Quand Eugène était à cheval avec ou sans manteau, sa position habituelle était celle du général sur le front des troupes. Toutefois une aquatinte le montrait, sans autre forme d'explication, dans l'attitude de Rapp sur le tableau de la bataille d'Austerlitz par Gérard. Deux thèmes étaient fréquents : le prince décorant ses propres soldats, peut-être pris de Napoléon, et un trait d'humanité de sa part. Le trait retenu était normalement celui du linge donné à un blessé en 1814, mais cela pouvait être aussi celui - emprunté à Bessières – du saut fait pour épargner un blessé autrichien à Marengo (musée de Malmaison, N. 2015), celui de la montre offerte à un soldat sur le champ de bataille de Raab93, ou celui de la jeune mère secourue sur la route de Wiasma.94

Une autre série de scènes relevant de la légende avait une origine plus littéraire : la passion de l'époque préromantique et romantique pour les sépulcres, attestée notamment par Chateaubriand et Foscolo.

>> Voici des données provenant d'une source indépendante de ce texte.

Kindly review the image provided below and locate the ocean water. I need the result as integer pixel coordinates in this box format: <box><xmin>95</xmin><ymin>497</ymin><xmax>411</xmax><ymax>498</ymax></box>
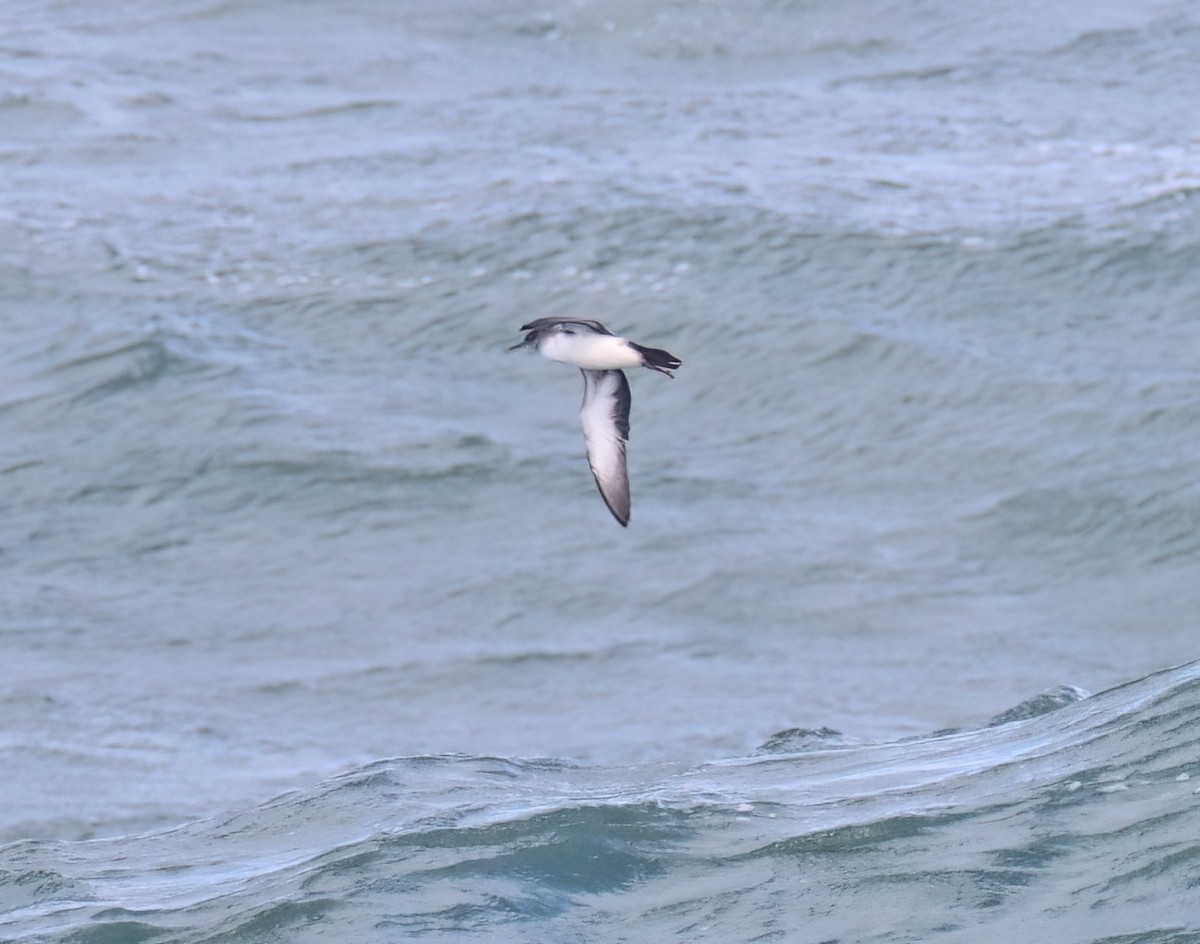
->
<box><xmin>3</xmin><ymin>1</ymin><xmax>1200</xmax><ymax>940</ymax></box>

Cela donnait en l'occurrence des visions presque aussi irréelles que celles de Napoléon au tombeau de Joséphine ou vice versa. Le thème de la mélancolie devant une urne était fort répandu et fort en harmonie avec l'idéal de fidélité. Celui du mourant entouré d'adultes et d'enfants était issu de l'imagerie de Sainte-Hélène.